After nearly four years in recovery I still flinch at this statement. I am a member of a Twelve Step program and, in therapy off and on for the last four years. I continue to work on my eating habits, and more importantly the reasons behind them. I don’t have all the answers, yet, but I do have some, and with them came a lot of personal growth. My continued recovery is dependent upon sharing and connecting with other women, especially black women, who are going through the same thing.
If you would have told me a few years ago that I would confess to having an Eating Disorder (ED) I would have laughed in your face. “I don’t starve myself or throw up,” I would have said. “I eat too damn much!” what I’d really be thinking. Not to mention the fact that I am a black woman. No, we don’t get Eating Disorders.(Ha!)
As a teenager, I remember watching Lifetime movies about girls who wouldn’t eat or who would make themselves throw up. I came to know these disorders as anorexia or bulimia. The characters in those movies were always white and always skinny, therefore in my mind, only white women struggle with eating disorders. I just didn’t fall into that category.
I, and many other black women, grew up in an environment that said, ‘there’s nothing wrong with having a little extra meat on your bones’ or being ‘thick’ was thought of as sexy. However, I didn’t have a little extra meat on my bones, nor was I ‘thick’. I was fat, plain and simple.
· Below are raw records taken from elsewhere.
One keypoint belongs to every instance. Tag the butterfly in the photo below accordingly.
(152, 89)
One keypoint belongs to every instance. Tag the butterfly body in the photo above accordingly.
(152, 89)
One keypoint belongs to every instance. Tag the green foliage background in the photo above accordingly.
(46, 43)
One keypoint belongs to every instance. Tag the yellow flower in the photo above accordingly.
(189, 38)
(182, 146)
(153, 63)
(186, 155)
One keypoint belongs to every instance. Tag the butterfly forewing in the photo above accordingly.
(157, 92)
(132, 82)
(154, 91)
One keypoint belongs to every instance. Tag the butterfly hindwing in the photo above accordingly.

Fast forward a few years. It was not until after undergrad when I finally decided that I wanted to lose weight-this time for good. However, this time I knew I couldn’t do it on my own. I tried numerous times before and failed. My periods of restricting often lead to days of bingeing on everything I had denied myself in the weeks or months preceding. Fortunately, I found a therapist whom I met with weekly, who encouraged me to go to a 12 Step Program. I did, only to oblige her. I ended up staying in the Program even after my relationship with that particular therapist ended. I stayed and found out that I have an eating disorder. It’s called Compulsive Overeating. I also found out that I wasn’t the only black woman with an eating disorder. Until the last few years I had never even entertained the thought that I could have an eating disorder.
I learned that an eating disorder is not determined by my weight or color, but by my relationship with food. Eating in excess of my body’s needs, sneaking food, restricting food, over exercising are all symptoms of an eating disorder. However, the most important piece I learned is that, the eating disorder itself is merely a symptom. Overeating, for me, has allowed me to ignore aspects of my life that I rather not deal with and stuff down emotions I didn’t know how to handle. Restricting also allowed me this opportunity. If I was focused on what I could not eat, and how many hours of exercise I got in that day, then I wouldn’t be thinking about other areas of my life that were out of my control. This is why It’s Not About the Food- it never was.
Over the last few years I learned to pick up the phone and call a friend when I am feeling sad, anxious, or angry. I learned that there are many things in my life, and in the world at large, that I am completely powerless over, but how I react to these things is well within my power. I can choose to eat over them, or I can cry, talk to a friend, write in my journal, pray, or (and this is the most difficult) sit with it.
This blog is a renewed commitment to my recovery. I invite you to join me, and I look forward to hearing about the ups and downs of your own journey.